I don't know what a blog would say today except something that mentioned the tragic shooting at the Virginia Tech campus, which involved 33 deaths including the suicide of the gunman himself. I haven't seen anything on the news outside of my own internet home page, so I don't know if there is sensationalizing or over-reporting going on of this tragedy, the broadcasting-investigations or perhaps even conspiracy theories being thrown around until more news comes to light. For me, innocent people are dead and their families have lost someone today, their friends innumerable.
Compassion. When I heard of this I asked myself how can I relate to something in Virginia, or a massacre, or even the murder of someone close. Automatically I know I can't. But if I consider that Virginia isn't far from Washington DC where my cousin works, or that Virginia is a southern state in my mind and so is Tennessee, then that means something more to me. Then there is the university campus... what if this happened at a more local university like Stanford, or across the Bay in Berkeley, or at my own uni of SF State, down the road. That brings it home even more, what then, who would I know that would be affected? What in the hell could I do then? Compassion. So then I think of my own life as a teacher, both future and present, and I wonder what parents would think about sending their kids to school tomorrow, perhaps anywhere, let alone in Virginia... the fear of this. In Erfurt, Germany, or Beslan, Russia, or Columbine, Colorado (and these are only the few I can remember), tragedies have occurred in schools involving hostages, fear, and in some cases unbelievable violence and death - in grade schools, not just in universities. I have so many friends and colleagues teaching in schools in many countries. And that's where it hits me.

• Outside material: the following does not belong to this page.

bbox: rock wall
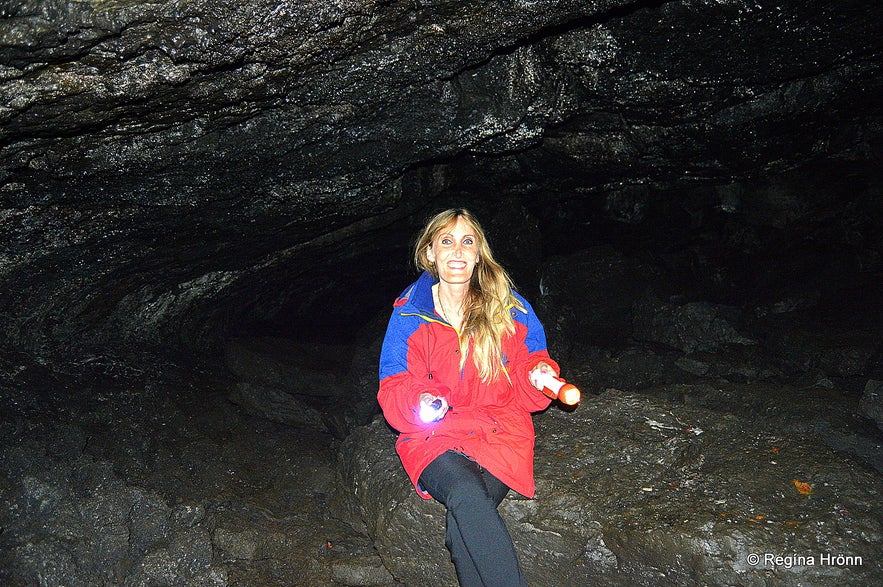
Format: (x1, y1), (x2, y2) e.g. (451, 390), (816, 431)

Compassion for the families is all I can squeeze out when I feel the helplessness I feel now in writing about this, the lack of there being anything I can do except pray and give love as much as possible to the people around me and those alive tomorrow. And hopefully not just tomorrow, but the day after that and every day I can, because though my fading memory of this tragedy is inevitable it won't fade for people just like me who, unlike me, lost someone they loved today in senseless violence and ugly death. Prayer and compassion are all I can speak about on a day like this.